Probability calculations with a normal distribution - Science without sense...double nonsense (2023)

A series of examples of how to doprobability calculations with a normal distributionare shown, as well as the advantages of standardizing the data.

We already know that the normal distribution is one of the most used in biomedicine, since a large number of random variables follow this distribution. Although the density function of this probability distribution is rather unsympathetic, it is make up by the fact that the distribution can be characterized with only two parameters, its mean and its variance, with which we can perform multiple probability calculations.

We are going to carry out some examples of these calculations, using the R program and with the help of its R-Commander graphical interface. Although R has the advantages of being very powerful and totally free, its exclusive use from the command line can be a bit harsh for the uninitiated.

Some preliminars

Of course, to perform calculations on a data set, the first thing we are going to need is that data set.

In real life we would already have them. It would be the results of our study that we would import from R to do the statistical study.

On this occasion, we are going to make the data by generating a random distribution with R.

It must be said, first of all, that statistical programs do not generate random numbers, but pseudo-random numbers, performing calculations from a previous number that is usually referred to as the seed.

In practice we don’t care, they serve the same purpose for what we want. The problem is that the seed may be different in each R installation, so if you want to follow the examples in this post, the first thing is that we all establish the same seed.
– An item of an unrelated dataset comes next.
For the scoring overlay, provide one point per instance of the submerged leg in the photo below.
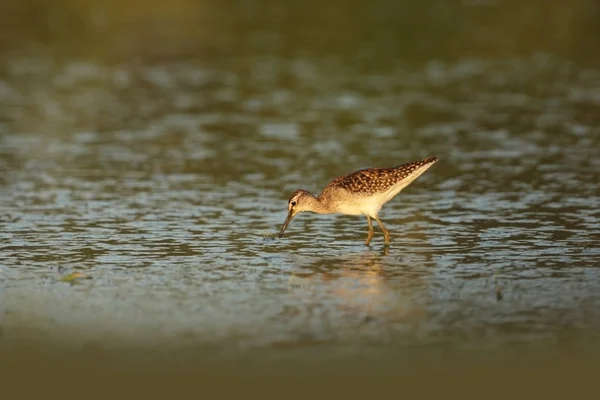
(386, 234)
(371, 231)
First we launch R. Second, we launch R-Commander with the library(Rcmdr) command. Third, we select the menu option Distributions -> Set the seed of the random number generator. In the pop-up window that appears we select, for example, 24814. You can see it in the first figure. This can also be done with the command set.seed(24814).
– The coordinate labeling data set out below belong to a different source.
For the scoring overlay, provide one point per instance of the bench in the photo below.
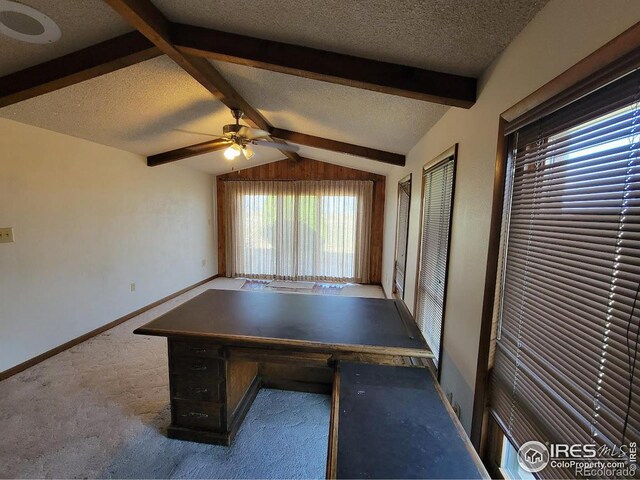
(394, 422)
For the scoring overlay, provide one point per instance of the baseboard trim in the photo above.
(71, 343)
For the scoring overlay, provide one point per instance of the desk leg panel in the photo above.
(210, 392)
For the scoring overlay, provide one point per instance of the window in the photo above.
(567, 333)
(402, 236)
(437, 206)
(306, 230)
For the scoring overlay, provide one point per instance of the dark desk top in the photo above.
(393, 423)
(308, 322)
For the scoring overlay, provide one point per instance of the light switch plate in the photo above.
(6, 235)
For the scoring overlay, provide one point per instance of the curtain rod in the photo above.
(291, 181)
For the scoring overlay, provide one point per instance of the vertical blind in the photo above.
(404, 202)
(299, 230)
(436, 223)
(564, 365)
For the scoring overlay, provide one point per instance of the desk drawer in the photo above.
(195, 349)
(209, 367)
(197, 415)
(203, 388)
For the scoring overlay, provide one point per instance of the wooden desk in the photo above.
(223, 345)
Let’s now generate the data. We go back to the Distributions menu, but this time we select Continuous Distributions-> Normal Distribution-> Sample from a normal distribution. We are going to generate a sample of 1000 cases with a mean of 120, a standard deviation of 12 and, obviously, normally distributed. To do this, we fill in the pop-up window as shown in the second figure. Notice that, in the name of the data set, we enter “pas”.

We already have it all. Let’s get started!

Step 1. Check the normality of the data

We already have our database, called “pas”, which we are going to assume is a record of the systolic blood pressure of 1000 adolescents.

We are not going to go into how to do the basic descriptive statistical study here. We will only do a minimal numerical summary to verify that data are correct. We open the menu Statistics-> Summaries-> Numerical Summaries.

We see that our variable have a mean of 119.78 (we stay with 120) and a standard deviation of 11.83 (we stay with 12). The program also provides us with the median, the quartiles, the interquartile range, and the sample size.

We are going to check that they follow a normal distribution. We open the menu Statistics-> Summaries-> Normality test… In the pop-up window we mark, for example, the Shapiro-Wilk test. When we accept, the program gives us a statistic W = 0.99 with a value of p = 0.58.

Since p> 0.05, we cannot reject the null hypothesis which, for this test, assumes that data are normally distributed. But we already know that these numerical tests are not very powerful, so it is convenient to complement this result with some graphic method.

We select Distributions-> Continuous distributions-> Normal distribution-> Graph of the normal distribution…, Graphs-> Histogram, and Graphs-> Graph of comparison of quantiles… We thus obtain the graphical representation of the distribution, its histogram and the graph of theoretical quantiles, respectively, which you can see in the third figure.

Both the graphical representation of the curve and the shape of the histogram are compatible with a normal distribution. Furthermore, in the third graph, the points follow the diagonal quite well, which means that the quantiles of the distribution resemble quite well the theoretical ones if the distribution were normal.

In summary, we can assume that our data follow a normal distribution.

Step 2. Direct information that the normal distribution provides

Knowing that the arterial pressure of our adolescents follows a normal distribution of mean m=120 and standard deviation s=12, we can already draw a series of conclusions.

In a normal distribution, the values are centered symmetrically around the mean. 68% out of the population is grouped around m ± 1 s, 95% out of the population between m ± 2 s, and 99% between m ± 3 s, approximately.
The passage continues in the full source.